The founder of the Islamic revolution, Ayatollah Khomeini, called the takeover the "second revolution" and voiced support for the students repeatedly in his public speeches.

"U.S. diplomats were the symbols of arrogance for us, a country that backed the shah for decades. The embassy's occupation was the consequence of United States' wrong policies in the past," Mirdamadi added.

It was thought by the students that taking U.S. hostages would force the U.S. administration to deport the shah back to Iran, where he would be punished for his crimes. However, keeping U.S. hostages for 444 days served to create a four-decade-long crisis in bilateral relations.

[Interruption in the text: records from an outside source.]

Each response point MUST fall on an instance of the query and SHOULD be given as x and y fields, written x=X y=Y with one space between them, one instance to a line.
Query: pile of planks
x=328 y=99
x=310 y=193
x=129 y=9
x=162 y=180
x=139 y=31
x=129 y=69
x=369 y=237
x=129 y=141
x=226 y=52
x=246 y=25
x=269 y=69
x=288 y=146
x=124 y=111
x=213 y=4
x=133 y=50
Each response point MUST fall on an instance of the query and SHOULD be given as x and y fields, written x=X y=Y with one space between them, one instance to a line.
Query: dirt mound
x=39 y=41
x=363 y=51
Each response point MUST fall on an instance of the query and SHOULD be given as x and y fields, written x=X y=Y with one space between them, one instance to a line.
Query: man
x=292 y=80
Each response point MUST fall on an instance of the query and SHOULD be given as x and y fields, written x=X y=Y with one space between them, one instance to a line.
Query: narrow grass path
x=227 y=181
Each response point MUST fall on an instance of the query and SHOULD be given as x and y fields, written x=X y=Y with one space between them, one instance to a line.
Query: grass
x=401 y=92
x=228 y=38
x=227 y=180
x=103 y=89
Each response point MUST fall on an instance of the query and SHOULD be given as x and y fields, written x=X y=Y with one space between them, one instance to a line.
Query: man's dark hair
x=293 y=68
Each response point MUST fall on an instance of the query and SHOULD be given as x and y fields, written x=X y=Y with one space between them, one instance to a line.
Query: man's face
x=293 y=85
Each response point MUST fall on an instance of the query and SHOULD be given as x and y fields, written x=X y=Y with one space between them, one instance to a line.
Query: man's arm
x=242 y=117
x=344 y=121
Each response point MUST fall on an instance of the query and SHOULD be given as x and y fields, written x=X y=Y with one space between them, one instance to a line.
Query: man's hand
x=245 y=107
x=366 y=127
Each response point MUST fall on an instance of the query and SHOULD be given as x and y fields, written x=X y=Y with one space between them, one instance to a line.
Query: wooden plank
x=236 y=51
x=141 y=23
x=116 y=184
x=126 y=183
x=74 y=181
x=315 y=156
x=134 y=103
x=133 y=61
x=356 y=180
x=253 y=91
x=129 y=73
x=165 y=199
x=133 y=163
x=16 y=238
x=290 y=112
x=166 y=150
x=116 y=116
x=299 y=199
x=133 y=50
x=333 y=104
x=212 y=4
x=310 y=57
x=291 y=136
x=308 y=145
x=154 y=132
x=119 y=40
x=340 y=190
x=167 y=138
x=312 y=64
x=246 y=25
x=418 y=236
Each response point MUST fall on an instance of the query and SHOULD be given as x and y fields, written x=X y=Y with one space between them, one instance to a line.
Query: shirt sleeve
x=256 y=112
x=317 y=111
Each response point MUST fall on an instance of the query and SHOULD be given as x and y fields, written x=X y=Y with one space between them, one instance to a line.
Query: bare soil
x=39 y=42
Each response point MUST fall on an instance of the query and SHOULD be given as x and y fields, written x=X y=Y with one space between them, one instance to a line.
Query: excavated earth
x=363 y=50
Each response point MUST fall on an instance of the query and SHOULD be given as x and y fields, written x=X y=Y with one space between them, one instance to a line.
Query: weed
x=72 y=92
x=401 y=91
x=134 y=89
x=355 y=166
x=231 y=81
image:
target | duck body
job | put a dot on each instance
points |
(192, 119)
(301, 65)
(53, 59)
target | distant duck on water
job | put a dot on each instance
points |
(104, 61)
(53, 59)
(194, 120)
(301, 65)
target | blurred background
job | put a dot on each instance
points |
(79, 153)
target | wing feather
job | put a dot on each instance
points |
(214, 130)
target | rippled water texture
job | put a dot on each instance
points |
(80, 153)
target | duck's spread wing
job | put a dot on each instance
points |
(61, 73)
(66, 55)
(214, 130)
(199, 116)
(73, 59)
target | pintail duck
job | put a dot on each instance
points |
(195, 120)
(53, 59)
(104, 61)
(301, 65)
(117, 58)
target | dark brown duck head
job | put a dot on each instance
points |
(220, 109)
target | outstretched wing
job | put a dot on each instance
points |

"Once we took over the embassy, it changed to a 'national movement' and hundreds of people supported the students by gathering around the occupied embassy. After the intervention of revolutionary organizations, students lost control of situation and could not finish the takeover as it was planned," Mirdamadi said.

Mirdamadi, who was the leader of Iran's most powerful reformist political party and a former parliamentarian, thinks that the takeover belongs to the past that in 2017, both Iran and the Unites States should come together with an eye toward the future.

"Today, the world is changed. Iran is changed as well and we should make decisions based on new requirements. Iran and U.S. can have interactions. If both sides are committed to needed principles it is possible to restart dialog," he said.

Trump's policies are working against the chance of dialogue between Tehran and Washington, he said, and therefore "to have a better chance we should wait for a proper time after Trump's administration."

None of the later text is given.